Однако он решил пока не говорить о Подгорье, а выждать удобную минуту. Вечером Казимирский прибежал на обычное собрание с растрепанной чуприной и еще более, чем обыкновенно, красным лицом.
— Эй! Эй! — закричал он еще на пороге. — Что такое творится на свете? Между королем и панами гетманами нет согласия. Они хотят стоять и дожидаться здесь неприятеля, а король, услыхав, что Хмель под Дубном и Олыками, хочет идти, прикончить и раздавить его. Очевидно, Потоцкий, хоть и опытный воин, уступит, потому что король уперся; но вот что странно и непонятно: коронный мечник и двое младших Любомирских двинулись сегодня утром куда-то в сторону.
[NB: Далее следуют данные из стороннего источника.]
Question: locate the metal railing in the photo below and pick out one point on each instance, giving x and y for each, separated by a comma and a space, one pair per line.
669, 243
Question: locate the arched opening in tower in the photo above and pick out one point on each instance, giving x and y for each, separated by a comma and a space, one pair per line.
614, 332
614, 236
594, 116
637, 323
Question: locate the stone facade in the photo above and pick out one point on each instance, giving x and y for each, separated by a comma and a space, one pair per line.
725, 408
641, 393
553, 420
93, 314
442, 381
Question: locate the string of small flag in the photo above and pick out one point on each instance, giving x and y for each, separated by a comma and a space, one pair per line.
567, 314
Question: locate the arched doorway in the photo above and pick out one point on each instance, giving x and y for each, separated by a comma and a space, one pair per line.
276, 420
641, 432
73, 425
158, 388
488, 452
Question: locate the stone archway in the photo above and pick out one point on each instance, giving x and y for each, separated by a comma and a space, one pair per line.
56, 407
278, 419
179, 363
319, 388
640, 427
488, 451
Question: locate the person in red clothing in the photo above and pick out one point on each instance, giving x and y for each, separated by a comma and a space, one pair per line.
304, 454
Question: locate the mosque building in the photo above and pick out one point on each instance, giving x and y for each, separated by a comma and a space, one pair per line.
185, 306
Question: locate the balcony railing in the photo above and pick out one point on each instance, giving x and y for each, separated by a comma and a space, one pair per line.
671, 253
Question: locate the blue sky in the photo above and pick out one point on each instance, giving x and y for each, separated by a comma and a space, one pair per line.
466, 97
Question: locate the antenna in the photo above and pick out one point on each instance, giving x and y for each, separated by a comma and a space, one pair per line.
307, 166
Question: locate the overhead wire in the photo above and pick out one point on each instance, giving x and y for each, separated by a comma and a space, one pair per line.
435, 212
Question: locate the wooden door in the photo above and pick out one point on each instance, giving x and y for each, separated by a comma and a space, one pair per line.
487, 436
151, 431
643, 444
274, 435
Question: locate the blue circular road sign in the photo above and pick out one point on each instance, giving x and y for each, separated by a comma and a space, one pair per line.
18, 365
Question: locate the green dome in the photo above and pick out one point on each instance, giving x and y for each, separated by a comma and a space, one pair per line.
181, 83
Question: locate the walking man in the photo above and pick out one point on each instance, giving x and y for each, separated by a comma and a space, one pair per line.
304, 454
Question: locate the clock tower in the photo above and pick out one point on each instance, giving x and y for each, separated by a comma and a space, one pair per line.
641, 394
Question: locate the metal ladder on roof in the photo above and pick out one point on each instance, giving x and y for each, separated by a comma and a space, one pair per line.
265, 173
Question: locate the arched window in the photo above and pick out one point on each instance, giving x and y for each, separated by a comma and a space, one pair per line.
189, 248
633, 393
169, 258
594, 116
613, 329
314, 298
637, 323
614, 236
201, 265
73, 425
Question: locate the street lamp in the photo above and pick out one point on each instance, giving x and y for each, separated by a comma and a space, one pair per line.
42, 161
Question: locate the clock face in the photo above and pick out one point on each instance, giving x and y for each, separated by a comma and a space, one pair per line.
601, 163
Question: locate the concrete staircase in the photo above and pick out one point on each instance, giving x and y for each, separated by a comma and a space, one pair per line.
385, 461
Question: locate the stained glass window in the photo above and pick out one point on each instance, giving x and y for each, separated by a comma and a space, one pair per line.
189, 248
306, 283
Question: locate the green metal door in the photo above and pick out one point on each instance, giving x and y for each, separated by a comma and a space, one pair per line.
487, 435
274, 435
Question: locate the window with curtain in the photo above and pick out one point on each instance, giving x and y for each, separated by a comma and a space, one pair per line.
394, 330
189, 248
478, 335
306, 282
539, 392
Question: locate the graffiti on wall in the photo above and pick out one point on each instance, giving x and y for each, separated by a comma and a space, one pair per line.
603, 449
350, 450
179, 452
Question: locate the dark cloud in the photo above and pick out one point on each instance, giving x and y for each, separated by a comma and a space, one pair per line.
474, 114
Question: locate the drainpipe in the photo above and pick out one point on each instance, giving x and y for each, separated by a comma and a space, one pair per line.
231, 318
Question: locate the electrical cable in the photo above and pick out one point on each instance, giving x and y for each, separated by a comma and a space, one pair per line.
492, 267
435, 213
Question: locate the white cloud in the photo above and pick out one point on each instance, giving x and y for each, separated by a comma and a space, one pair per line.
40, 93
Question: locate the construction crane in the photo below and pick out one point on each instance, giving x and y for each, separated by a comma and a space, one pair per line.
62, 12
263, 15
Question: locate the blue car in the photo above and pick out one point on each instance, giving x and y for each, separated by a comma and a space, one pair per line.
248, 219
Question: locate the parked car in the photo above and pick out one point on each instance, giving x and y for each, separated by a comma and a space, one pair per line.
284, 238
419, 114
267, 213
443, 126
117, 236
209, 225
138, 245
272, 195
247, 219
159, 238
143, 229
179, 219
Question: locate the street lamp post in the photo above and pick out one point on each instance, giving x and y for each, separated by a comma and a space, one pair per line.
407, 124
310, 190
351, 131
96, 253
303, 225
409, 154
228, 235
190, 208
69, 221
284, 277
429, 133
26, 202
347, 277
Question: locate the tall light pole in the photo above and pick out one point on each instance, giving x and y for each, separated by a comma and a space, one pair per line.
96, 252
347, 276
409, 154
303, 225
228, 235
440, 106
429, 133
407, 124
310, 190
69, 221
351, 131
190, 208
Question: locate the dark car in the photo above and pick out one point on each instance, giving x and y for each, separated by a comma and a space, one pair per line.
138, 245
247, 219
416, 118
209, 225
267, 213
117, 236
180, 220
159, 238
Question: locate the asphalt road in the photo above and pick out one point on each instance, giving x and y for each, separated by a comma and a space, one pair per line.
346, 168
Куда? Зачем? — Тайна!
— Нам нужно всем собираться в кучу, — прибавил Казимирский, — а тут уходят некоторые из лучших полков!
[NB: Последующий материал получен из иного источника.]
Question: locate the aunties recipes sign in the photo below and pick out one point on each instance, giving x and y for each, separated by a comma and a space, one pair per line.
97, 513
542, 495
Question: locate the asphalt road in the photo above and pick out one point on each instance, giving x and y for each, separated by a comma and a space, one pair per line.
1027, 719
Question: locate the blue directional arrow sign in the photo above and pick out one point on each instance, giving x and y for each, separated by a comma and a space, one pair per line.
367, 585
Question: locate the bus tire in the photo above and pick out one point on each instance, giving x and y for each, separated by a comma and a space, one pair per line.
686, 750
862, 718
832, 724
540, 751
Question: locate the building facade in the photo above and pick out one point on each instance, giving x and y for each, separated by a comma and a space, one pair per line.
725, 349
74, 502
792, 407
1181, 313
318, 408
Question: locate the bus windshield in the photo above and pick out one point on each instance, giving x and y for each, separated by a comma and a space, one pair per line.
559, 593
Подканцлер, который сидел за столом, дал знак, что ему кое-что известно, но приложил палец к губам.
— Толкуют о холопском бунте в Подгорье, — сказал он, вполголоса, — а я думаю, что это слух, пущенный казаками, чтобы разъединить наши силы.
Казимирский задумался; остальные молчали.
— Бунт в Подгорье, — повторил Радзеевский. — Да еще такой, что нужно высылать целые полки.
— Неурядица во всем, — подхватил Снарский, — легковерие, все потеряли голову. А тем временем, что творится? Шляхта уже бурлит, жалуется, что даром тратит время, а король все держит ее, пока она окончательно проестся. Хотят устроить сходку и обратиться к королю.
— Где ты это слышал? — спросил подканцлер.
— Где? Достаточно подойти к любой палатке и прислушаться, — отвечал Снарский. — Пишут жалобы. Всего обиднее им то, что король особенно заботится о немецких полках и немцах. Когда дело идет об опасностях, о разведках, в которых приходится рисковать жизнью, посылают нас; а харчи, жалованье, милости — тут немцам предпочтение….
— Ото! — сказал Радзеевский. — Разве это новость, что немцы нам пакостят? Это повелось еще от Сигизмунда.
— Владислав тоже носился и нянчился с ними; и Ян Казимир оказывает им предпочтение. От них не избавишься. Гувальду всегда ласка. С ним король чувствует себя, как рыба в воде, а с нами ему не по себе.
— Шляхта, — продолжал Снарский, — уже много накопила жалоб против короля, а умы так настроены, что того и жди вспышки. Я боюсь только, что именно в ту минуту, когда мы будем уже лицом к лицу с казаками, они предъявят такие требования, которых он исполнить не может.
— Э! — заметил молчавший до сих пор Моравец. — А что вы думаете? Руководители шляхты на то и рассчитывают, что если они прижмут короля, когда ему придется круто, то больше выторгуют! Ого! Нюх у них хороший!
За столом сидел впервые явившийся к подканцлеру хорунжий Мазевский, мужчина средних лет, не принимавший участия в разговоре. Его мало кто знал, кроме Банковского, с которым он пришел.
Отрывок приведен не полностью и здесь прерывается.